Вообще, режим становится жертвой собственных правил, которые он нам навязывает. Придушили политическую журналистику — и стали жертвой собственной пропаганды. Не понимают, что происходит. Приходят в ужас, когда вдруг на улицы Москвы выходят школьники и студенты. Запоздало начинают понимать, что упустили целое поколение, выросшее при них. Живут мифами о собственных рейтингах и продолжают эти мифы создавать, а реальность взрывается массовыми протестами, и мифы лопаются как мыльные пузыри. Придушили кино мифическим патриотизмом — и кинотеатры опустели, никто не ходит на пропагандистскую продукцию, удачных же отечественных фильмов один-два в год. А театры переживают ренессанс. Там полно молодежи. Зрителя не обманешь. Он тянется к яркому образу, к живой мысли, к свежему ветру чувств… И уже политическими становятся классические постановки — Гоголь, Салтыков-Щедрин, Островский, Брехт… Свободу убивали веками. И в театре тоже. Но она всегда побеждала. О тех, кто ее душил, не помнят. А имена художников, спектакли, которые душили, живут и сегодня, став классикой.
— Культура возвращает себе роль главной скрепы нации, ее нравственного ориентира?
— Она никогда этого и не утрачивала. Театр обращается к душе, к эмоциям, ему чужды пропагандистские клише, унылые нравоучения, и публика это чувствует.
— Помимо премии «Звезда Театрала» и международного фестиваля русских театров дальнего зарубежья, другие проекты планируешь?
— У меня всегда планов громадье. Были бы средства и кадры. Мы ищем новые форматы.
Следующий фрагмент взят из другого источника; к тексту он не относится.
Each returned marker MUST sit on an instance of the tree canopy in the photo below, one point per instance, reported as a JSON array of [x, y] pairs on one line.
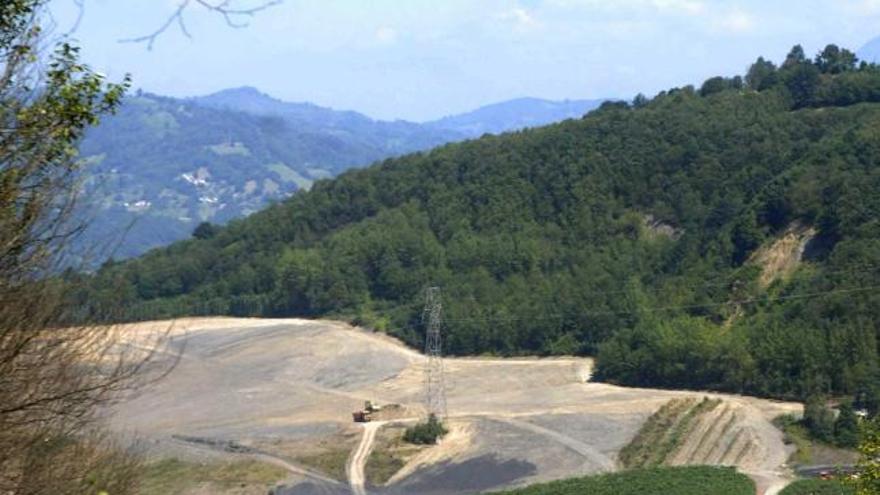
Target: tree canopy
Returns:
[[630, 234]]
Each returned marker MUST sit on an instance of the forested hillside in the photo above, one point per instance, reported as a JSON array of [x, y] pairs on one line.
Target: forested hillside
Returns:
[[163, 165], [639, 234]]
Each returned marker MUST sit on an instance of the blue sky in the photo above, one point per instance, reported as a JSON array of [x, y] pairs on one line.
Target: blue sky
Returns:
[[422, 59]]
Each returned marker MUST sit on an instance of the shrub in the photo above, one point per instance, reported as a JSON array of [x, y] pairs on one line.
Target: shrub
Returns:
[[426, 433]]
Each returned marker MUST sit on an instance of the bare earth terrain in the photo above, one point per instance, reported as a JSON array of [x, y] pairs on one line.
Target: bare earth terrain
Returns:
[[283, 390]]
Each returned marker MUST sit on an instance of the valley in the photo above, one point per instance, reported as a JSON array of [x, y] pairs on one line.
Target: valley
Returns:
[[282, 392]]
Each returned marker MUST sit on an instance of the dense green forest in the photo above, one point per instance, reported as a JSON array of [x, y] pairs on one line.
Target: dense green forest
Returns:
[[629, 234]]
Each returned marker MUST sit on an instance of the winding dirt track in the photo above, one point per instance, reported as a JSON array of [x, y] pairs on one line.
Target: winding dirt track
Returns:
[[358, 461], [289, 381]]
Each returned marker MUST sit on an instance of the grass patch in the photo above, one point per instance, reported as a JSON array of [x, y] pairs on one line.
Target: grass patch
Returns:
[[177, 476], [817, 487], [389, 455], [381, 466], [331, 462], [664, 432], [808, 450], [691, 480]]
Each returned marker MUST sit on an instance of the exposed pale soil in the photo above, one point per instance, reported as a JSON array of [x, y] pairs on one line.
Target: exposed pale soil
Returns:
[[276, 384]]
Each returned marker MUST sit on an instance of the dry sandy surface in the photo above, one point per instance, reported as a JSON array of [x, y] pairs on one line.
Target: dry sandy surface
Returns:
[[251, 382]]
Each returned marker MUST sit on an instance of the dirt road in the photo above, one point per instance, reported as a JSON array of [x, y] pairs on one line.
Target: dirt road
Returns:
[[358, 460], [290, 381]]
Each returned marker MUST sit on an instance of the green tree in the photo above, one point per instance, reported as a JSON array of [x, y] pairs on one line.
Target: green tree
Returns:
[[802, 81], [205, 230], [867, 481], [834, 60], [846, 426], [819, 419], [762, 75], [795, 57]]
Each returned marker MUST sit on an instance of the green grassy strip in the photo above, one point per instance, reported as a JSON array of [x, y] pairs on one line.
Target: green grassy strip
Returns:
[[817, 487], [690, 480]]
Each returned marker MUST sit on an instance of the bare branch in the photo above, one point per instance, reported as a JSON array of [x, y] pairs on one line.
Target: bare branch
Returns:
[[234, 17]]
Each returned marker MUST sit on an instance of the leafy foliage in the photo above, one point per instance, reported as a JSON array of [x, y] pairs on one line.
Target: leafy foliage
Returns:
[[817, 487], [696, 480], [628, 234], [426, 433], [868, 480]]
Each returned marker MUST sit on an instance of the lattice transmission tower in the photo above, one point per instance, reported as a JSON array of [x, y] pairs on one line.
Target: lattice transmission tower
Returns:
[[435, 383]]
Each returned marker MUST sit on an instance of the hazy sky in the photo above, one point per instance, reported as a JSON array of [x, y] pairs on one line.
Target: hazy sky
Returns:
[[422, 59]]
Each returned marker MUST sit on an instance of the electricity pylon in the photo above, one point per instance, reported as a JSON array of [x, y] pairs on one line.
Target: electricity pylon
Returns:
[[435, 383]]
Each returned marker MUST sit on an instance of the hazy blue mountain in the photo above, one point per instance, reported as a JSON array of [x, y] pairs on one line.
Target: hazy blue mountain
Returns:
[[515, 114], [163, 165], [871, 51], [378, 138]]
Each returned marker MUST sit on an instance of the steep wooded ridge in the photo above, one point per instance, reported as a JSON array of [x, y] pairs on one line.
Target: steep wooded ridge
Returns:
[[161, 166], [627, 234]]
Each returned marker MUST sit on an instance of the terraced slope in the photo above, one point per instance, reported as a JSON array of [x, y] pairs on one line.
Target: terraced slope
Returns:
[[283, 390]]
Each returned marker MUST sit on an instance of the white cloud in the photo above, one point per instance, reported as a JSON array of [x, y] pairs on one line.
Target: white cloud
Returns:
[[735, 21], [689, 7], [386, 35], [520, 17], [865, 7]]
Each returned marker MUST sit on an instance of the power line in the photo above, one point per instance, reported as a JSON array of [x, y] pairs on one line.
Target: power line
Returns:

Мечтаем о своем активном канале на YouTube. Запустили семинар театральной журналистики на журфаке МГУ, которому благодарны за поддержку. Стремимся развивать наши благотворительные проекты. Пытаемся расширить наши издания тематически, выйдя за пределы театра в большую жизнь, которая все более превращается в театр абсурда…
— Каковы требования к молодым журналистам сегодня?
— Те же, что и всегда. Не навреди. Не соври. Не предай… Сегодня конкуренция жестче. Профессия стала богаче техническими возможностями, она требует более серьезной базы. Но нравственные принципы остаются неизменными. И ответственность перед аудиторией возрастает, потому что аудитория, благодаря интернету, становится шире. Мы творим в безграничном пространстве, значит, и ответственность наша безгранична.
— Чего бы пожелал себе?
— Не терять интереса к жизни. Не утрачивать любопытства. Не уставать придумывать и воплощать. Я ведь не перестал быть военным репортером и быть политическим журналистом по сути. И я понимаю, что театр сегодня может стать пространством диалога, территорией смыслов и добра. Он дает возможность разрушить те бастионы, которые выстраивают между нами политики. Поэтому я продолжаю свою миротворческо-репортерскую деятельность. Строю мосты через траншеи, прокладываю со своей небольшой, но очень хорошей командой тропинки от театра к театру, от страны к стране, от души к душе. Конфликты уйдут, а люди останутся. И добро все равно победит.